Андрей посмотрел на него безо всякого выражения.
- Что?
- Я говорю, человек тоже пополз бы. На войне солдаты без голов по полкилометра бегали.
- Ну да? - улыбнулся Андрей.
- Он у нас профессор, - кивнул я. Тёма издал короткий смешок.
- Не всем же ПТУ оканчивать, - сказал Маковский. Он достал "Парламент", предложил Наташке. Она взяла сигарету, он протянул зажигалку и она прикурила, склонив набок голову. Всё-таки она ничего. Губы красивые.

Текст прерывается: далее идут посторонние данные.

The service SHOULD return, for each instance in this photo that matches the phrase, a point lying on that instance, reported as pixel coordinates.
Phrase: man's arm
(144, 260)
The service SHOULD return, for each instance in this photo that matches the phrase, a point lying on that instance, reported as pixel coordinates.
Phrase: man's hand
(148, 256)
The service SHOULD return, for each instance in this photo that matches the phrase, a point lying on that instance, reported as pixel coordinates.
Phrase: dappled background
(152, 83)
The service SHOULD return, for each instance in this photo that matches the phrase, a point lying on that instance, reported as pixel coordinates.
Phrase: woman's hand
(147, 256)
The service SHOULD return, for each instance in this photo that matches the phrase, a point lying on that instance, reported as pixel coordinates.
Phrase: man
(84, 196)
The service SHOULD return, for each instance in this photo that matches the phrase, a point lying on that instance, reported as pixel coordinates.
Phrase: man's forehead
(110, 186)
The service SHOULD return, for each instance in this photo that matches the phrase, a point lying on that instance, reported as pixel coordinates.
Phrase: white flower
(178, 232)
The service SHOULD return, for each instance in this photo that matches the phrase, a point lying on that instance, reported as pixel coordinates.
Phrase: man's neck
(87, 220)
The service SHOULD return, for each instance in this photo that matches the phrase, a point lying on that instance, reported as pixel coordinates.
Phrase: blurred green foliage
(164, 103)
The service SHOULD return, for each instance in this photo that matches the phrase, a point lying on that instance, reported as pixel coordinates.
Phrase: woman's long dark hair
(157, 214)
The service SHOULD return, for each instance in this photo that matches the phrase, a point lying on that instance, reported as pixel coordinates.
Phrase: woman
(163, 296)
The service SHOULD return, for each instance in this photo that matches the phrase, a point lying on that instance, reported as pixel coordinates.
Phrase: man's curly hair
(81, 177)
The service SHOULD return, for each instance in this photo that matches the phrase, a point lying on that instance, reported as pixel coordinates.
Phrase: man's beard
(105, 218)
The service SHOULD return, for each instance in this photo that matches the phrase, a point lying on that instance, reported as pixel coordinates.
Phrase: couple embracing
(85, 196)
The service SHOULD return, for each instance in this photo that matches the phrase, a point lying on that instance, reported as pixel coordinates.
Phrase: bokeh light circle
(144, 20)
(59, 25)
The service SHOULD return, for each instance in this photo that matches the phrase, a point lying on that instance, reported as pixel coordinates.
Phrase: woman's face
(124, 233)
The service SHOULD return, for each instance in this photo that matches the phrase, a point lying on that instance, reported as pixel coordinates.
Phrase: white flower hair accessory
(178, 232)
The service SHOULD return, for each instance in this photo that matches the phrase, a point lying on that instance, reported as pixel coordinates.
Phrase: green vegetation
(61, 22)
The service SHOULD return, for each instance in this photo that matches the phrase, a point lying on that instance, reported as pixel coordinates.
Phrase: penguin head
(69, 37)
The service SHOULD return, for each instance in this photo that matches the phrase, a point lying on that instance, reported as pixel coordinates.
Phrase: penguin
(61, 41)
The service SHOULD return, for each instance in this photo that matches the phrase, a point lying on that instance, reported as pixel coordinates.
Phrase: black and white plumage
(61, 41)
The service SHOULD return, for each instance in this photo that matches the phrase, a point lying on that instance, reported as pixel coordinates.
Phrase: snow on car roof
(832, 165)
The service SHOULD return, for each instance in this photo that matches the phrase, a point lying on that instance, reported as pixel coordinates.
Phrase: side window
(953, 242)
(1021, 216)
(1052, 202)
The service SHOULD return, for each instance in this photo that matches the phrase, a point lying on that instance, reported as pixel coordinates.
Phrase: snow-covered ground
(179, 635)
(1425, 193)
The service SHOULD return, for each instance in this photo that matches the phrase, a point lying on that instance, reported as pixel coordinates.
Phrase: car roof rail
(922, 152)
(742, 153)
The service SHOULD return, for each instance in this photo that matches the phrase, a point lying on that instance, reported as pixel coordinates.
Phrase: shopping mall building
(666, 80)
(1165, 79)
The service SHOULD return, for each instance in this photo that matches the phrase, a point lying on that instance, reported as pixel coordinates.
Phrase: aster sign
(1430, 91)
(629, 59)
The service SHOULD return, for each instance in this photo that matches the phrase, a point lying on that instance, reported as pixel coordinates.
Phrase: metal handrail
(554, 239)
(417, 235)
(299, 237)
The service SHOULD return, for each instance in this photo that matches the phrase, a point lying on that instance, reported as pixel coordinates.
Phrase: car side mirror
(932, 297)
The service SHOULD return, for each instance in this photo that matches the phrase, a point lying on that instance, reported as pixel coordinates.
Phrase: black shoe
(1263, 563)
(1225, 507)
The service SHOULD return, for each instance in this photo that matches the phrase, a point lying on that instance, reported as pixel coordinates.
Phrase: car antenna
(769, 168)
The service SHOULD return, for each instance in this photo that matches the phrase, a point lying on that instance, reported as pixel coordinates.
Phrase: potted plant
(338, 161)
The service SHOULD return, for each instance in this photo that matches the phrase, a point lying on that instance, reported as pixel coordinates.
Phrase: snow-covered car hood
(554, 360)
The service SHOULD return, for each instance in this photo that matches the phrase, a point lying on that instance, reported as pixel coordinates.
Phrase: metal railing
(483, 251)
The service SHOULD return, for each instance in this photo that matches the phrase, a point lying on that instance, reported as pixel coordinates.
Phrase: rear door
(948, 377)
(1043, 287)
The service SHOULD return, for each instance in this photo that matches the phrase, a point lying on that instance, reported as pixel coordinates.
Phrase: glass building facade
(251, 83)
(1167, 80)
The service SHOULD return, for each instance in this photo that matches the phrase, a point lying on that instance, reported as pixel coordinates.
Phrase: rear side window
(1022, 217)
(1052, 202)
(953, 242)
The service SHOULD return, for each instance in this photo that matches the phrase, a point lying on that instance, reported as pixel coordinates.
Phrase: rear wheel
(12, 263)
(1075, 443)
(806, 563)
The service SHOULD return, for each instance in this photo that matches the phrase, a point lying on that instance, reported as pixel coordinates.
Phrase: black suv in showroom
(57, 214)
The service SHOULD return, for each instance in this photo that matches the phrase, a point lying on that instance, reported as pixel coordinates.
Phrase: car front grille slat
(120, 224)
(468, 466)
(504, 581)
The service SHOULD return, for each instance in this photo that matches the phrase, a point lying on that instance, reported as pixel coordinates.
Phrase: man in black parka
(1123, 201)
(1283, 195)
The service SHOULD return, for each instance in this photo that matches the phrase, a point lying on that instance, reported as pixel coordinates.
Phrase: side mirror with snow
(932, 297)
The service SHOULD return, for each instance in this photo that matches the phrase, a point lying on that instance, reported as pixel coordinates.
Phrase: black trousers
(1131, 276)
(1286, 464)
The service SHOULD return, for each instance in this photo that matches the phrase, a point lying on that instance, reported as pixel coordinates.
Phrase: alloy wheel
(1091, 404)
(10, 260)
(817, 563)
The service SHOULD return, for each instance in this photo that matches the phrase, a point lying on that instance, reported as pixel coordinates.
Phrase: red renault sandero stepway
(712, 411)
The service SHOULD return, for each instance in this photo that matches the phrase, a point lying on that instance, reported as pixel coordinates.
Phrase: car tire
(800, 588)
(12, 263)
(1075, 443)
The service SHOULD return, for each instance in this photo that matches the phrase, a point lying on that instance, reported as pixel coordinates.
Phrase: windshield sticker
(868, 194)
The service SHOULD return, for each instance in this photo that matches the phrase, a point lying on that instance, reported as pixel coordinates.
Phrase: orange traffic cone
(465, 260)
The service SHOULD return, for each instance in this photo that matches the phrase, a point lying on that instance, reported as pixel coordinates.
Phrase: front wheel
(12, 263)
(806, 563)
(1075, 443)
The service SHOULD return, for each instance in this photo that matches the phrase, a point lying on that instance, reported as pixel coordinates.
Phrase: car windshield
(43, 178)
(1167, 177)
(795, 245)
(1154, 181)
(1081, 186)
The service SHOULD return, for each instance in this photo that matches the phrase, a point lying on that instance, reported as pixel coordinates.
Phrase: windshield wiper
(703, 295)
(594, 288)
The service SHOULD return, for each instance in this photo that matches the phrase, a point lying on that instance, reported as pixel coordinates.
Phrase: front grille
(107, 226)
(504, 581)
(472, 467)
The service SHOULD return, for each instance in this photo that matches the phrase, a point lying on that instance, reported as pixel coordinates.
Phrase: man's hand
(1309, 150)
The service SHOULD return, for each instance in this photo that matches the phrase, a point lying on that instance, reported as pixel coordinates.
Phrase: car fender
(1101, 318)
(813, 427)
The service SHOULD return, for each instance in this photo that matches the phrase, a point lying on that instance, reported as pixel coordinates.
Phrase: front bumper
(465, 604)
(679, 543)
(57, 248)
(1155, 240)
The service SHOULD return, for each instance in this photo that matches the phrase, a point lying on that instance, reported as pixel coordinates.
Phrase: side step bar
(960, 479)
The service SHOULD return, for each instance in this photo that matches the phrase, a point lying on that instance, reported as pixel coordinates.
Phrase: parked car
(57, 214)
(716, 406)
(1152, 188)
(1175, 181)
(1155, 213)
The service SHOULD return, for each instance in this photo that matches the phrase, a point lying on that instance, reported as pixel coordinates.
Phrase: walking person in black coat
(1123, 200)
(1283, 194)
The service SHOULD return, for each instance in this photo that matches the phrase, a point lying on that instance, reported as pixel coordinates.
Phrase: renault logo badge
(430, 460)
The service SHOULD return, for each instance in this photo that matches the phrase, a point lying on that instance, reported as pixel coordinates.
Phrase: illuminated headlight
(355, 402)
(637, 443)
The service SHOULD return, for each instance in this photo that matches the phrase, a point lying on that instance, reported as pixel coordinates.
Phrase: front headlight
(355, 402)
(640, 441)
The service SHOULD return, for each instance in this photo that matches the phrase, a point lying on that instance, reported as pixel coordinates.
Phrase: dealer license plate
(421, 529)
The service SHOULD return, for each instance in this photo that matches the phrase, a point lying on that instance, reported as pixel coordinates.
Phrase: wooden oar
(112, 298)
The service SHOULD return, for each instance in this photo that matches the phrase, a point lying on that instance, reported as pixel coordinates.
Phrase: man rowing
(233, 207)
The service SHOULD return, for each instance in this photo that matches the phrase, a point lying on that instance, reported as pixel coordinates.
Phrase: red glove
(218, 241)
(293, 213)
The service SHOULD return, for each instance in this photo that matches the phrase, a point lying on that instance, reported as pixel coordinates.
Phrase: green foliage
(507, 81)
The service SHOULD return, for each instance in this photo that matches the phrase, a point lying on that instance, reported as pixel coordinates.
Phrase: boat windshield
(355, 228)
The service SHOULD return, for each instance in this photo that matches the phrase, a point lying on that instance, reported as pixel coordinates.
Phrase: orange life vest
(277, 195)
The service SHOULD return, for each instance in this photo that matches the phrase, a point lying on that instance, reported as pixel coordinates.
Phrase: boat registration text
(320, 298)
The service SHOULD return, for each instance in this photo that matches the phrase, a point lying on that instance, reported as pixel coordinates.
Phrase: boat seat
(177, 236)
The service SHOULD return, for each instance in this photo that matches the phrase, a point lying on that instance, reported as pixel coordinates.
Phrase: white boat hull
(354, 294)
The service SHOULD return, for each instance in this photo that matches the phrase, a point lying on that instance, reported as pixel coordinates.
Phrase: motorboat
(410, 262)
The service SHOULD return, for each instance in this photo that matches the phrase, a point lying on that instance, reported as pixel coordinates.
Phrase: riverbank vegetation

Грузовик въехал в посёлок. Сдавленная домами улица напоминала бетонный желоб. На тротуарах виднелись влипшие в асфальт газеты, кое-где валялись картонные коробки, пластиковые бутылки и пакеты. Стёкла автомобилей были разбиты, спущенные шины, словно оплавившись, растеклись по земле. Слева проплыл продуктовый магазин. В длинном проёме, где раньше была витрина, в полутьме виднелись пустые полки. В раму свешивалась выцветшая рекламка Микояновских колбас. В лежащем наискось на ступенях холодильнике для напитков стояла мутная вода. Я заметил согнутый в петлю фонарь.
- Смотри, Андрюха. Там.
Он обернулся.
- Наверное, кто-то из этих обезьян, - сказал он.
На дороге зигзагами росла коричневая, пробившаяся сквозь трещины в покрытии, трава. Мы ехали по осевой улице. На кольце вокруг круглого газона свернули вправо. За ржавой оградой стояла деревянная церковь. По утрам, выходя на балкон покурить, я иногда слышал размеренный, доносящийся будто со всех сторон, звон колоколов. Я не верил, и не верю в Бога, но тот звук притягивал сам по себе. Какой-то запредельный и мудрый.
Грузовик, свернув, проехал мимо зданий милиции, больницы, потом я приподнялся, разглядывая свой двор, обрамлённый девятиэтажками, выложенными белой плиткой. Каменная крепость, качели и турник, одинокий баскетбольный щит. Футбольное поле сплошь заросло травой. Грузовик снова повернул, проехал здание роддома, в стороне на кургане стоял памятник - двадцатиметровая звезда. Из-за поворота выдвигалась серая поверхность водохранилища. Мы выехали на плотину. Под шлюзами, перекрыв гул мотора, ревела вода. На будке охранника сгрудились большие чайки. Одна из них взлетела и пронеслась над кузовом, и я успел заметить, что сбоку её головы, там, где должен быть глаз, торчит короткая лапа. Дорога проходила по бетонной дамбе, тянувшейся от плотины до леса, который прятался в дымке дождя. Сквозь сизую пелену виднелись далёкие игрушечные сосны и светлая полоска пляжа. Над волнами местами вскакивали бурунчики. Правый склон, высокий, переходящий в заросшую ивами, а дальше елями низину, был до верха покрыт уродливым кустарником. Там когда-то была сеть отводных каналов и запруда возле реки, где разводили карпов. Мне внезапно стало жаль этот город. Он менялся и таял как плоть, съедаемая раковой опухолью. Я люблю вспоминать, мне даже иногда это снится - прогулки с отцом, когда я был ещё маленьким. Здесь, за плотиной.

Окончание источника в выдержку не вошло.